Pétrole & Gaz

Promigas

Le réseau tient ; le pays, moins sûr de son sous-sol.

« Le régulateur de flux qui parie le gaz liquéfié contre le déficit »

À propos de Promigas

1. Modèle économique

Promigas est un opérateur de transport et de distribution de gaz, avec un portefeuille qui s’étend à l’électricité, aux services et à des participations dans la chaîne gaz (dont la régasification). La société tire l’essentiel de sa valeur des tarifs régulés, des actifs de réseau et des volumes acheminés ; l’Integrated Management Report 2023–2024 situe un débit record de l’ordre de 825 MMpieds³/j et une continuité de service à 99,99 % (rapport intégré 2024, PDF). Pour 2024, le groupe publie un EBITDA consolidé de 2,43 billions COP et un bénéfice net de 1,06 billion COP ; la page de l’informe intégré 2025 mentionne par ailleurs des revenus consolidés de 7,3 billions COP et 7,5 millions de clients gaz/énergie en Colombie et au Pérou, ce qui donne l’échelle de la plateforme captive. Côté bilan, les états T1 2025 portent les actifs à 20,3 billions COP et font apparaître une dette financière non courante d’environ 3,85 billions COP (états financiers T1 2025). Les effectifs dépassent 2 000 personnes selon le microsite du rapport 2024. La dépendance au cadre tarifaire et aux importations pour combler le déficit national structure la rentabilité autant que les investissements réseau.

2. Impact réel

Le métier reste majoritairement fossile : acheminement et vente de gaz naturel pour l’industrie, le résidentiel et la génération, dans un pays où la consommation et le déficit projeté poussent vers des flux importés. Promigas documente une empreinte corporative vérifiée selon ISO 14064-3:2019 (rapport mars 2025) (empreinte carbone 2024). Parallèlement, le groupe met en avant 140 MW « bas carbone » installés en 2024 (92 MW solaire, 48 MW cogénération) dans l’informe intégré 2025. Ces volumes « verts » comptent pour la trajectoire interne, mais n’effacent pas la matrice régionale : la PPE3 française ou les fiches ADEME ne cadrant pas directement cet opérateur, la comparaison la plus honnête est locale : le mix gaz importé/domestique et le risque de substitution vers charbon/fioul si le gaz manque — chiffré par Promigas dans son XXVIᵉ rapport sectoriel relayé en presse (Forbes Colombia, 18 sept. 2025).

3. Innovations / partenariats

Deux leviers dominent le discours corporate : diversification bas carbone et R&D gaz « transitionnel ». Le pilote d’hydrogène vert à Carthagène — 1,6 t/an annoncées, montée en puissance vers 15 t/an — est relaté dans l’entretien BNamericas 2024 sur les frictions de la transition. Côté biométhane, un partenariat universitaire avec l’ICESI (2024, même source BNamericas) vise à structurer la R&D. Sur l’infrastructure critique, le terminal SPEC LNG prépare une extension de +130 MMpieds³/j de capacité de régazéification d’ici 2027 (capacité totale visée 530 MMpieds³/j), dans un contexte de crise d’approvisionnement (BNamericas, 2024). Le rapport sectoriel gaz 2025 de Promigas fournit le contrepoint institutionnel aux chocs de réseau (présentation).

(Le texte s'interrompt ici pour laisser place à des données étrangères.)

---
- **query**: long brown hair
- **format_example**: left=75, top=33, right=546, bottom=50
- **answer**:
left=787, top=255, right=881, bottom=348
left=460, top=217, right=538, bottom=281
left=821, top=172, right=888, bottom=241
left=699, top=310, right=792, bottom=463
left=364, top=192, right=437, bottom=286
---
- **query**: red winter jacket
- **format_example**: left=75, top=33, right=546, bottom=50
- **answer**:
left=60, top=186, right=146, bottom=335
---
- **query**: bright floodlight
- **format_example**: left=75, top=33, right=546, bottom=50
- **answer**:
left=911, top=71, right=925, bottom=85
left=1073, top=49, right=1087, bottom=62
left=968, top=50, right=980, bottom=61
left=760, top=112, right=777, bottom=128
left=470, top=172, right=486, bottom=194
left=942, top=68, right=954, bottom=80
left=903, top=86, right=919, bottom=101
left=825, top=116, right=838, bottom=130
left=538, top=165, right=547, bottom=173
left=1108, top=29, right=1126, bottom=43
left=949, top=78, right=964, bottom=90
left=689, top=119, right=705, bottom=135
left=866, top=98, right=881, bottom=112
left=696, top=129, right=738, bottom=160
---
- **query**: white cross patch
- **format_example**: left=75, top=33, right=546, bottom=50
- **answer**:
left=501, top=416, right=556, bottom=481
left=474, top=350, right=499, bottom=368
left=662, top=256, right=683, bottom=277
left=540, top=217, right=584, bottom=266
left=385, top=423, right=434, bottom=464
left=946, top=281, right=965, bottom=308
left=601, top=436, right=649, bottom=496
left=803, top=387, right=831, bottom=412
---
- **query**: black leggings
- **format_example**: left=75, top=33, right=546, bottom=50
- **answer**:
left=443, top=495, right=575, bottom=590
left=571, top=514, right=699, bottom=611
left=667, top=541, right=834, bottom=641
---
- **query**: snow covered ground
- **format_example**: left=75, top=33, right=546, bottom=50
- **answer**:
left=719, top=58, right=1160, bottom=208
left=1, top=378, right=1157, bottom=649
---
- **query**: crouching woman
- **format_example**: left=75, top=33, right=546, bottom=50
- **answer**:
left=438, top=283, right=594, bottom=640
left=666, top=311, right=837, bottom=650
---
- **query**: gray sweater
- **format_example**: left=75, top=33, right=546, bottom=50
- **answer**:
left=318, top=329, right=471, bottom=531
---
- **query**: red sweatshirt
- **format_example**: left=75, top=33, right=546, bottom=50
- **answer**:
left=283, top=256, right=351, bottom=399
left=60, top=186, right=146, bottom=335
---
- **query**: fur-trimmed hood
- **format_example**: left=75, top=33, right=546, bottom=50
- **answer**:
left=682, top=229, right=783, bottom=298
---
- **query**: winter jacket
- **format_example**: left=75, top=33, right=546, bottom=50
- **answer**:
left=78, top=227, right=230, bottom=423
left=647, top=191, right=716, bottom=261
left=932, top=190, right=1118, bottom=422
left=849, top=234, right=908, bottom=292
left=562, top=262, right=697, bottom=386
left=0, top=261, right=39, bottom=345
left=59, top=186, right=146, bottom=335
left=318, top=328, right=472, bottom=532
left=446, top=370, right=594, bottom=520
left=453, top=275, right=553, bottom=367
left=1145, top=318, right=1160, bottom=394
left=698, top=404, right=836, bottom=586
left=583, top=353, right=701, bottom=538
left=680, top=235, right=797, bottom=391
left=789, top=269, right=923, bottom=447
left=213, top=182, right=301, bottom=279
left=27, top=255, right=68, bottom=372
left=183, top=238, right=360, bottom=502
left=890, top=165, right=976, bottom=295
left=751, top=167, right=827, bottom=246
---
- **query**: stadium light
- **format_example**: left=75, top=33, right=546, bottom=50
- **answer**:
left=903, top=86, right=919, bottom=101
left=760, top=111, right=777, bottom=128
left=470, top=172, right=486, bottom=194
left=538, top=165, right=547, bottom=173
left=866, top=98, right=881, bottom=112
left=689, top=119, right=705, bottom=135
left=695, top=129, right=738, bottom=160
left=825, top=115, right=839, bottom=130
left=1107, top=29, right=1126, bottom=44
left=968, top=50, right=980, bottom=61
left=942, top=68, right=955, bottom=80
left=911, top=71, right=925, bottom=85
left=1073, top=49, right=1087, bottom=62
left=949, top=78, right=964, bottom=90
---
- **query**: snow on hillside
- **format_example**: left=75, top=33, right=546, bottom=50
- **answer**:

4. Greenwashing / zones grises

La décroche des réserves et le déficit journalier (ordre de grandeur 76,5 puis 190 MMBTU/j évoqués dans la presse spécialisée en 2024, BNamericas sur SPEC) criminalisent le verrou gazier : agrandir SPEC ancre la sensibilité prix et GO aux importations, en tension avec un narratif « transition » centré sur pilotages H₂ et watts renouvelables. Le coût fiscal des importations est quant à lui public et daté : 7 à 15 billions COP sur dix ans selon les projections discutées par Promigas — sans compter certains achats liés au groupe thermique côtier — ainsi qu’un surcroît de 0,4 à 0,7 Mt CO₂/an si industries et transport reviennent à des combustibles plus sales faute de gaz (Forbes Colombia, 18 sept. 2025). Enfin, 140 MW et 1,6 t H₂/an restent d’un ordre de taille modeste face aux centaines de MMpieds³/j du cœur métier, ce qui nourrit le risque de vitrine technologique si les budgets capex continuent de privilégier le fossile liquéfié. Sur le social, La Guajira concentre tensions territoriales autour d’EnR et d’hydrogène (BNamericas, 2024) — sujet non « résolu » par un montant d’investissements sociaux (ex. 30 billions COP pour la « Mission La Guajira », informe 2025).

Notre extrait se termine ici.